If $n=1$, then $x=\dfrac 12$ works. Let $n>1$.
Let $x=\dfrac ab$ where $a,b\in \mathbb{Z}; b>1$ and $gcd(a,b)=1$.
$x^n+(x+1)^n\in \mathbb{Z}\Leftrightarrow \left(\dfrac ab\right)^n+\left(\dfrac {a+b}b\right)^n\in \mathbb{Z}\Leftrightarrow \dfrac {a^n+(a+b)^n}{b^n}\in \mathbb{Z}\Leftrightarrow b^n|a^n+(a+b)^n$.
$b|a^n+(a+b)^n\Rightarrow b|a^n+a^n=2a^n\Rightarrow b|2\Rightarrow b=2$. Then $2\nmid a$.

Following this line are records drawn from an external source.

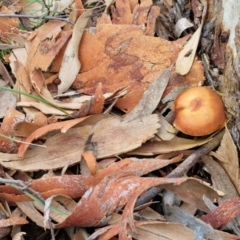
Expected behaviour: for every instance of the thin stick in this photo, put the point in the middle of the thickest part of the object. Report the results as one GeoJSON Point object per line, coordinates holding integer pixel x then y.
{"type": "Point", "coordinates": [20, 185]}
{"type": "Point", "coordinates": [182, 168]}
{"type": "Point", "coordinates": [42, 17]}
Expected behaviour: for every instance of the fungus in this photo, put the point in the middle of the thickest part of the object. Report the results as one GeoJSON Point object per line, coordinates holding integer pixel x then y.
{"type": "Point", "coordinates": [199, 111]}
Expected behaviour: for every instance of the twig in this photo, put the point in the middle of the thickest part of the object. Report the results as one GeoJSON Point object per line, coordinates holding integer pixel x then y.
{"type": "Point", "coordinates": [22, 186]}
{"type": "Point", "coordinates": [183, 167]}
{"type": "Point", "coordinates": [43, 17]}
{"type": "Point", "coordinates": [5, 74]}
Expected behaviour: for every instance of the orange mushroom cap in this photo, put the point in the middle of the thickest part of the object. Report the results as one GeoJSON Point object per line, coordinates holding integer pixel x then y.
{"type": "Point", "coordinates": [199, 111]}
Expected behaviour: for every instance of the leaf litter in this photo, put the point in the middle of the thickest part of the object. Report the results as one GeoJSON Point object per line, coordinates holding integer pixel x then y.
{"type": "Point", "coordinates": [113, 166]}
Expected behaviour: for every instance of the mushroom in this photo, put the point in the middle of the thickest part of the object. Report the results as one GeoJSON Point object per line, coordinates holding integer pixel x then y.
{"type": "Point", "coordinates": [199, 111]}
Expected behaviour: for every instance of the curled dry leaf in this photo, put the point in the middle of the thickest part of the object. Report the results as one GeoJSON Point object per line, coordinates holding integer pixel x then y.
{"type": "Point", "coordinates": [223, 214]}
{"type": "Point", "coordinates": [186, 56]}
{"type": "Point", "coordinates": [63, 126]}
{"type": "Point", "coordinates": [12, 221]}
{"type": "Point", "coordinates": [228, 156]}
{"type": "Point", "coordinates": [18, 236]}
{"type": "Point", "coordinates": [76, 185]}
{"type": "Point", "coordinates": [112, 136]}
{"type": "Point", "coordinates": [151, 97]}
{"type": "Point", "coordinates": [91, 161]}
{"type": "Point", "coordinates": [11, 118]}
{"type": "Point", "coordinates": [181, 25]}
{"type": "Point", "coordinates": [71, 64]}
{"type": "Point", "coordinates": [45, 38]}
{"type": "Point", "coordinates": [175, 144]}
{"type": "Point", "coordinates": [7, 100]}
{"type": "Point", "coordinates": [123, 57]}
{"type": "Point", "coordinates": [140, 185]}
{"type": "Point", "coordinates": [98, 203]}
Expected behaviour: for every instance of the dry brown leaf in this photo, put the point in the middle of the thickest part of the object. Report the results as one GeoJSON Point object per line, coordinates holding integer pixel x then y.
{"type": "Point", "coordinates": [151, 97]}
{"type": "Point", "coordinates": [21, 75]}
{"type": "Point", "coordinates": [101, 201]}
{"type": "Point", "coordinates": [149, 230]}
{"type": "Point", "coordinates": [152, 19]}
{"type": "Point", "coordinates": [45, 109]}
{"type": "Point", "coordinates": [139, 186]}
{"type": "Point", "coordinates": [166, 230]}
{"type": "Point", "coordinates": [12, 221]}
{"type": "Point", "coordinates": [7, 100]}
{"type": "Point", "coordinates": [124, 56]}
{"type": "Point", "coordinates": [24, 129]}
{"type": "Point", "coordinates": [44, 45]}
{"type": "Point", "coordinates": [166, 132]}
{"type": "Point", "coordinates": [228, 156]}
{"type": "Point", "coordinates": [8, 26]}
{"type": "Point", "coordinates": [63, 126]}
{"type": "Point", "coordinates": [186, 56]}
{"type": "Point", "coordinates": [223, 214]}
{"type": "Point", "coordinates": [121, 13]}
{"type": "Point", "coordinates": [220, 178]}
{"type": "Point", "coordinates": [71, 64]}
{"type": "Point", "coordinates": [198, 189]}
{"type": "Point", "coordinates": [76, 185]}
{"type": "Point", "coordinates": [91, 161]}
{"type": "Point", "coordinates": [12, 117]}
{"type": "Point", "coordinates": [18, 236]}
{"type": "Point", "coordinates": [175, 144]}
{"type": "Point", "coordinates": [97, 102]}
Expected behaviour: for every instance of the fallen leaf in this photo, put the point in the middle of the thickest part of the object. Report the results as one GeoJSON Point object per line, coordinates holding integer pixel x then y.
{"type": "Point", "coordinates": [151, 97]}
{"type": "Point", "coordinates": [71, 64]}
{"type": "Point", "coordinates": [44, 45]}
{"type": "Point", "coordinates": [98, 203]}
{"type": "Point", "coordinates": [221, 180]}
{"type": "Point", "coordinates": [76, 185]}
{"type": "Point", "coordinates": [7, 100]}
{"type": "Point", "coordinates": [123, 56]}
{"type": "Point", "coordinates": [228, 156]}
{"type": "Point", "coordinates": [223, 214]}
{"type": "Point", "coordinates": [175, 144]}
{"type": "Point", "coordinates": [186, 56]}
{"type": "Point", "coordinates": [12, 117]}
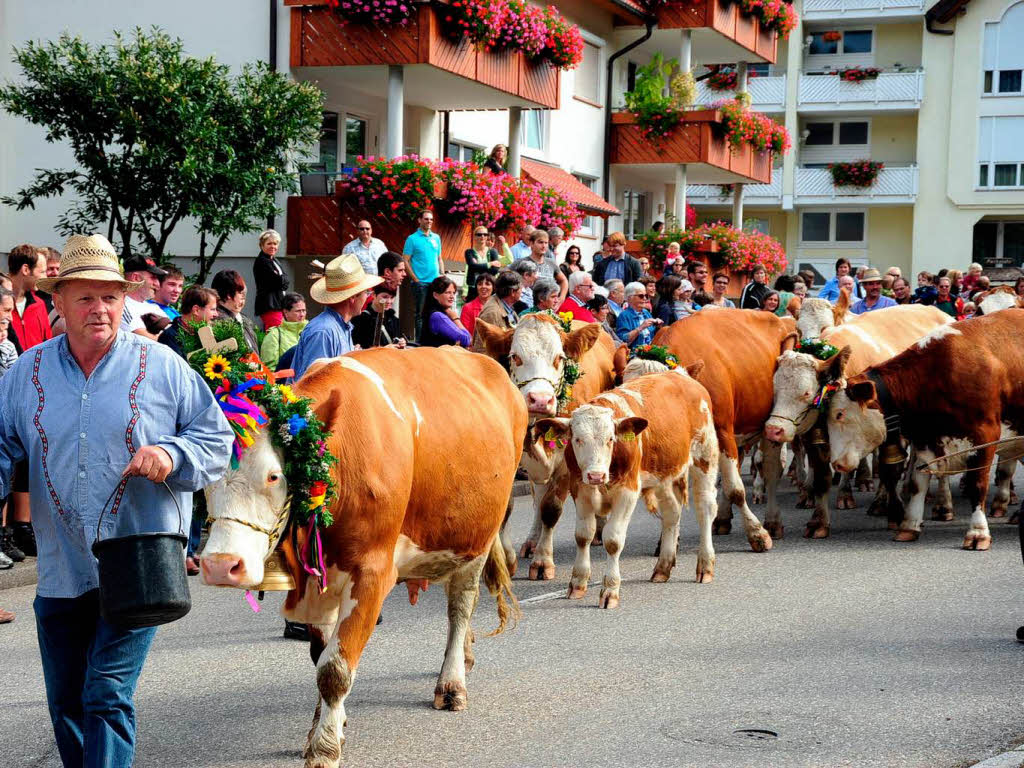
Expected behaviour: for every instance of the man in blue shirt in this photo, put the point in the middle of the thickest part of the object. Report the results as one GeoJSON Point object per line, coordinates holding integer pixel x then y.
{"type": "Point", "coordinates": [871, 281]}
{"type": "Point", "coordinates": [635, 326]}
{"type": "Point", "coordinates": [343, 291]}
{"type": "Point", "coordinates": [103, 419]}
{"type": "Point", "coordinates": [423, 261]}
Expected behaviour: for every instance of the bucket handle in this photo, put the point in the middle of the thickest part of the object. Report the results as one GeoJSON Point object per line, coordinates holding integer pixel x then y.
{"type": "Point", "coordinates": [121, 485]}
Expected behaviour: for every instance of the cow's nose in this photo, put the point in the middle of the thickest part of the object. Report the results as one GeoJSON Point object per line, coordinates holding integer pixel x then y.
{"type": "Point", "coordinates": [540, 401]}
{"type": "Point", "coordinates": [222, 570]}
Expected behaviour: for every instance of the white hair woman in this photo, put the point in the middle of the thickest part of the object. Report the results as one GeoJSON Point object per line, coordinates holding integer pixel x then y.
{"type": "Point", "coordinates": [271, 283]}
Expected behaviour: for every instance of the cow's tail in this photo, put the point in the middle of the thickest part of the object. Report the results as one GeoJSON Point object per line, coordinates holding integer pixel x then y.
{"type": "Point", "coordinates": [499, 581]}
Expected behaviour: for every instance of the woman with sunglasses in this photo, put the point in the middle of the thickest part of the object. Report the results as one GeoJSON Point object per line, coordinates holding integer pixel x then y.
{"type": "Point", "coordinates": [479, 259]}
{"type": "Point", "coordinates": [572, 261]}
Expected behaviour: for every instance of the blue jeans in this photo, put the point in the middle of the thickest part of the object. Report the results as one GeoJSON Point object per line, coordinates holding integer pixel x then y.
{"type": "Point", "coordinates": [90, 670]}
{"type": "Point", "coordinates": [420, 291]}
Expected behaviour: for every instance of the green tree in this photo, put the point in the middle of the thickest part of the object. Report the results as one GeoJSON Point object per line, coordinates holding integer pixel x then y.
{"type": "Point", "coordinates": [160, 137]}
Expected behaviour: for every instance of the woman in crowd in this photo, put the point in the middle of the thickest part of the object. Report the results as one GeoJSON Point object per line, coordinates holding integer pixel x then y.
{"type": "Point", "coordinates": [719, 285]}
{"type": "Point", "coordinates": [545, 294]}
{"type": "Point", "coordinates": [198, 305]}
{"type": "Point", "coordinates": [496, 163]}
{"type": "Point", "coordinates": [471, 309]}
{"type": "Point", "coordinates": [440, 323]}
{"type": "Point", "coordinates": [282, 338]}
{"type": "Point", "coordinates": [377, 326]}
{"type": "Point", "coordinates": [755, 292]}
{"type": "Point", "coordinates": [572, 263]}
{"type": "Point", "coordinates": [480, 259]}
{"type": "Point", "coordinates": [230, 289]}
{"type": "Point", "coordinates": [771, 302]}
{"type": "Point", "coordinates": [270, 281]}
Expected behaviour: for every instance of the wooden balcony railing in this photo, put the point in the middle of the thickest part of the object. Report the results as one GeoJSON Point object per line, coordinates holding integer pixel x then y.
{"type": "Point", "coordinates": [698, 141]}
{"type": "Point", "coordinates": [321, 37]}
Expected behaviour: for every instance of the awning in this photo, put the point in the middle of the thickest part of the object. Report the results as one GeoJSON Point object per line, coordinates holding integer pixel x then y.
{"type": "Point", "coordinates": [568, 186]}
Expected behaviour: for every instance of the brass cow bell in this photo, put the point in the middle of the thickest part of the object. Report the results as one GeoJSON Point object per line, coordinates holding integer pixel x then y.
{"type": "Point", "coordinates": [276, 577]}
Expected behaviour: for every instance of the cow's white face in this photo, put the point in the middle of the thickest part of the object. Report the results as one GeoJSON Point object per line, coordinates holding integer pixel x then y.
{"type": "Point", "coordinates": [536, 361]}
{"type": "Point", "coordinates": [797, 385]}
{"type": "Point", "coordinates": [254, 494]}
{"type": "Point", "coordinates": [815, 317]}
{"type": "Point", "coordinates": [854, 430]}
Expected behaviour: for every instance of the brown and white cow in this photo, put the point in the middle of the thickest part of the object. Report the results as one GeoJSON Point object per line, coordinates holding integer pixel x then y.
{"type": "Point", "coordinates": [423, 484]}
{"type": "Point", "coordinates": [738, 349]}
{"type": "Point", "coordinates": [537, 350]}
{"type": "Point", "coordinates": [655, 436]}
{"type": "Point", "coordinates": [961, 387]}
{"type": "Point", "coordinates": [867, 340]}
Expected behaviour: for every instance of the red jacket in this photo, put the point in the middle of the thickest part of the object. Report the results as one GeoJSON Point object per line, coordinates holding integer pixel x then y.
{"type": "Point", "coordinates": [578, 310]}
{"type": "Point", "coordinates": [34, 327]}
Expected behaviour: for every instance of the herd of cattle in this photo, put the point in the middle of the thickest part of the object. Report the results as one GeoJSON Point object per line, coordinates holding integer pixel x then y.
{"type": "Point", "coordinates": [429, 442]}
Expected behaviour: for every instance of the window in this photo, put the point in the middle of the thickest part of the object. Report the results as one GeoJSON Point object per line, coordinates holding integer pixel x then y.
{"type": "Point", "coordinates": [834, 227]}
{"type": "Point", "coordinates": [535, 126]}
{"type": "Point", "coordinates": [462, 151]}
{"type": "Point", "coordinates": [589, 225]}
{"type": "Point", "coordinates": [587, 81]}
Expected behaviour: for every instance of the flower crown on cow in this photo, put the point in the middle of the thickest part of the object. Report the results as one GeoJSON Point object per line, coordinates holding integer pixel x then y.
{"type": "Point", "coordinates": [248, 393]}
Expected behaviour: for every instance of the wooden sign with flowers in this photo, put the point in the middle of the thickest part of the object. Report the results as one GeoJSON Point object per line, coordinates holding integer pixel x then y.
{"type": "Point", "coordinates": [253, 402]}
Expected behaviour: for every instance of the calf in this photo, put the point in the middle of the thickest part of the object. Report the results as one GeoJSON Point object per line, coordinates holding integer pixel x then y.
{"type": "Point", "coordinates": [655, 436]}
{"type": "Point", "coordinates": [960, 387]}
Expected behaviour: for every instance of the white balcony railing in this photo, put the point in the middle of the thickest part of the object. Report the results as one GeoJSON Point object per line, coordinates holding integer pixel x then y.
{"type": "Point", "coordinates": [890, 90]}
{"type": "Point", "coordinates": [832, 9]}
{"type": "Point", "coordinates": [770, 194]}
{"type": "Point", "coordinates": [894, 185]}
{"type": "Point", "coordinates": [767, 93]}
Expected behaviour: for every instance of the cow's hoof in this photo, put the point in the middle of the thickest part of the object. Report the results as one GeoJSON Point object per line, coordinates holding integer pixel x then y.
{"type": "Point", "coordinates": [977, 541]}
{"type": "Point", "coordinates": [721, 527]}
{"type": "Point", "coordinates": [577, 591]}
{"type": "Point", "coordinates": [760, 541]}
{"type": "Point", "coordinates": [451, 696]}
{"type": "Point", "coordinates": [906, 536]}
{"type": "Point", "coordinates": [943, 514]}
{"type": "Point", "coordinates": [542, 571]}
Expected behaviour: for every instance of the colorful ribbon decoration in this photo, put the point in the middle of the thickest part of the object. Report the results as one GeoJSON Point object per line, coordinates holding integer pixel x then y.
{"type": "Point", "coordinates": [245, 416]}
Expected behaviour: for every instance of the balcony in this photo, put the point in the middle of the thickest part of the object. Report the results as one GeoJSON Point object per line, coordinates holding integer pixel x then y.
{"type": "Point", "coordinates": [754, 195]}
{"type": "Point", "coordinates": [767, 93]}
{"type": "Point", "coordinates": [895, 185]}
{"type": "Point", "coordinates": [890, 91]}
{"type": "Point", "coordinates": [721, 31]}
{"type": "Point", "coordinates": [698, 141]}
{"type": "Point", "coordinates": [880, 10]}
{"type": "Point", "coordinates": [438, 74]}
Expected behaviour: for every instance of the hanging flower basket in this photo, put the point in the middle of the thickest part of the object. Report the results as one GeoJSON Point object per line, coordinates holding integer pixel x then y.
{"type": "Point", "coordinates": [862, 173]}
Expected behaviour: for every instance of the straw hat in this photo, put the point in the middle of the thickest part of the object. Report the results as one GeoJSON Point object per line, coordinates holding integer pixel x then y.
{"type": "Point", "coordinates": [870, 275]}
{"type": "Point", "coordinates": [88, 257]}
{"type": "Point", "coordinates": [343, 278]}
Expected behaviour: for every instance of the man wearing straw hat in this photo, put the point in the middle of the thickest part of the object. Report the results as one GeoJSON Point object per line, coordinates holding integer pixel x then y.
{"type": "Point", "coordinates": [93, 411]}
{"type": "Point", "coordinates": [342, 290]}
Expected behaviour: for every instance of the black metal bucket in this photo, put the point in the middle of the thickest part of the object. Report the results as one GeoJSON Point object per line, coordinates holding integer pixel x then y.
{"type": "Point", "coordinates": [142, 580]}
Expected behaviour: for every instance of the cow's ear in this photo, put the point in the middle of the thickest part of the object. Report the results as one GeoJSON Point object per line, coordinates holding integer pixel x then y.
{"type": "Point", "coordinates": [549, 429]}
{"type": "Point", "coordinates": [579, 342]}
{"type": "Point", "coordinates": [628, 428]}
{"type": "Point", "coordinates": [861, 391]}
{"type": "Point", "coordinates": [841, 307]}
{"type": "Point", "coordinates": [497, 341]}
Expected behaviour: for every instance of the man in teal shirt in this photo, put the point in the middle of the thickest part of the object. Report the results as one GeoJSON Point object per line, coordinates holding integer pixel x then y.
{"type": "Point", "coordinates": [423, 260]}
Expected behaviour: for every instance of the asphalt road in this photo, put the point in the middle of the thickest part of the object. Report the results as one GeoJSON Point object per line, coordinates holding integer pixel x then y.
{"type": "Point", "coordinates": [854, 650]}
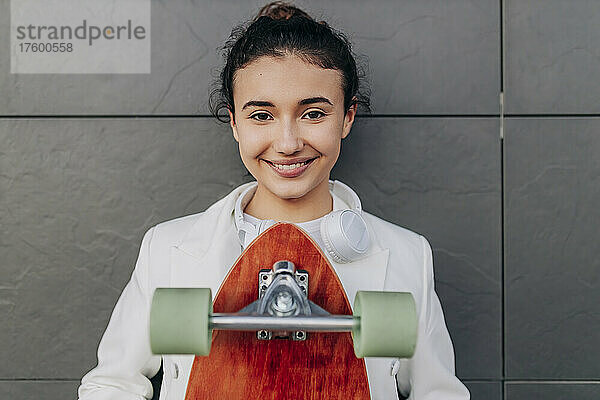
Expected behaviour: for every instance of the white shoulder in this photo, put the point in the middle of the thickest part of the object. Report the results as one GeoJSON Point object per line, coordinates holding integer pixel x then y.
{"type": "Point", "coordinates": [394, 236]}
{"type": "Point", "coordinates": [407, 264]}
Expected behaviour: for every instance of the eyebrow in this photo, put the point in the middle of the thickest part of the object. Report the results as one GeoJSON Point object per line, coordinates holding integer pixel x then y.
{"type": "Point", "coordinates": [310, 100]}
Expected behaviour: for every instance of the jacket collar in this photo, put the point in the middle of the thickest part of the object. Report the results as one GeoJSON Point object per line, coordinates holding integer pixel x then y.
{"type": "Point", "coordinates": [211, 246]}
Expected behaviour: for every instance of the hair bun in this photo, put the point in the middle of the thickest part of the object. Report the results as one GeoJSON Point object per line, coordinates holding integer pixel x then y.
{"type": "Point", "coordinates": [281, 10]}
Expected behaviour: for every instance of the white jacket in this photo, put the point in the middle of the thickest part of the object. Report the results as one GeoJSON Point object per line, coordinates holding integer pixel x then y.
{"type": "Point", "coordinates": [198, 250]}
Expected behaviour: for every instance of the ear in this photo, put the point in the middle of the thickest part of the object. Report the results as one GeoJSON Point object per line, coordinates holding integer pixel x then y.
{"type": "Point", "coordinates": [349, 119]}
{"type": "Point", "coordinates": [233, 125]}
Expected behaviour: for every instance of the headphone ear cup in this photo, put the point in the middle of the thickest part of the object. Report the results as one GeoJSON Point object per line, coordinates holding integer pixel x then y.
{"type": "Point", "coordinates": [264, 225]}
{"type": "Point", "coordinates": [345, 235]}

If $n$ is even, then $2^n|a^n+(a+2)^n\Rightarrow a^n+(a+2)^n\equiv 0\pmod{4}$. But $a^n\equiv (a+2)^n\equiv 1\pmod{4}$. Contradiction. Hence, $n$ must be odd.
See that if $n$ is odd, then $a=2^{n-1}-1, b=2$ works $\left[2^n|(2^{n-1}-1)^n+(2^{n-1}+1)^n=2^n\cdot (...)\right]$.